More

gighi · on June 29, 2017

OP here

That's correct, I should have included a chart explicitly measuring the I/O activity done by the two containers, but I can assure you there was literally no I/O activity, a dozen open files per second is a very negligible throughput. The bottleneck was solely in the cache.

pvg · on June 29, 2017

Yep, the old version of this was 'why is tar/find/rsync/etc hosing my server even when I've [io]niced it to hell'. Except now (as everything else) with containers!

gighi · on June 28, 2017

OP here

The solution is very simple: as mentioned in the article, just use a newer kernel and always set memory limits for containers, the blog post is based on an older kernel (2.6.32) that quite a few people irresponsibly still use in containerized environments, mostly because EL6 is so popular among enterprises.

In newer kernels, allocations from object pools are now tied to the limits of the memory cgroups that requested them in userspace, if any, so you wouldn't incur in this specific issue and you would just effectively have a container not being able to use more than X MB of dcache entries (although there are probably other minor ones, for example related to sharing global kernel mutexes and such).

deepsun · on June 29, 2017

I couldn't understand two things from the article:

1. If one of the two containers caused the issue, then the why you needed both of the containers to produce the issue? Why running just the offending one was not enough?
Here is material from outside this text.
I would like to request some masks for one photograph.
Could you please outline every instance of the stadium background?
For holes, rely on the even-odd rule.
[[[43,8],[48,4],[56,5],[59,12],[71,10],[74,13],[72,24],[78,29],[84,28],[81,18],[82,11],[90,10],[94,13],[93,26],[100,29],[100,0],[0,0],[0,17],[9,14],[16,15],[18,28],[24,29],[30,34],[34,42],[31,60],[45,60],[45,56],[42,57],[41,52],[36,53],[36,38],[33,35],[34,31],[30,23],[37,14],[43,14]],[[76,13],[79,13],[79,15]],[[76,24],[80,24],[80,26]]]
My guess is that "worker" container requested those non-existent files from a volume mounted by the other container, is it right?

2. Kernel hash table implementation. The whole point of hash table is that it's size is O(N), where N is the number of elements it holds.

Capping the hash table size to some constant and putting all the excess elements to its linked lists makes it perform like a linked list divided by the constant, no surprise. So it sounds like there's a bug in dentry hash table implementation -- it should either increase its size accordingly to elements count, or stop accepting new/evict old entries.

gighi · on June 29, 2017

> 1. If one of the two containers caused the issue, then the why you needed both of the containers to produce the issue? Why running just the offending one was not enough?

Running just the offending one would have been clearly enough, since its effects would have caused the same increased latency for every other process in the system (including itself). However, using a second container to observe the performance degradation proves the point that one container is able to affect another one, which is sort of the gist of the article, since too many people think containers provide much more isolation than what in reality happens.

> My guess is that "worker" container requested those non-existent files from a volume mounted by the other container, is it right?

No, the containers didn't share any volume, the dentry cache is effectively a singleton within the kernel, so even if the set of volumes is not overlapping, all processes in the system will see a performance degradation, regardless of where the files being accessed reside.

> 2. Kernel hash table implementation. The whole point of hash table is that it's size is O(N), where N is the number of elements it holds.

Your speculation is correct, however, there are sound reasons for doing such a thing in the kernel (and not allowing the main array of the hash table dynamically expand/shrink), so I wouldn't consider it a bug per se. I'll refer you to this excellent comment: https://news.ycombinator.com/item?id=14660954

deepsun · on June 29, 2017

Thank you. Very good article, thank you for writing it!

user5994461 · on June 29, 2017

It's not irresponsible to use a perfectly fine OS.

What is irresponsible is for Docker to purposefully avoid to mention that it has endless issues on these widely used OS.

The 2.6.X is used in CentOS/RHEL 6, which is the standard in numerous enterprises.

It is not a 2.6 kernel by the way, redhat is backporting tons of stuff from the 3 and 4 branches.

luord · on June 29, 2017

> It's not irresponsible to use a perfectly fine OS.

The first problem with this statement is the idea that there's such a thing as a "perfectly fine OS". We don't even need to consider containers, the longer an OS has been in the wild, the longer its potential vulnerabilities have been found and exploited.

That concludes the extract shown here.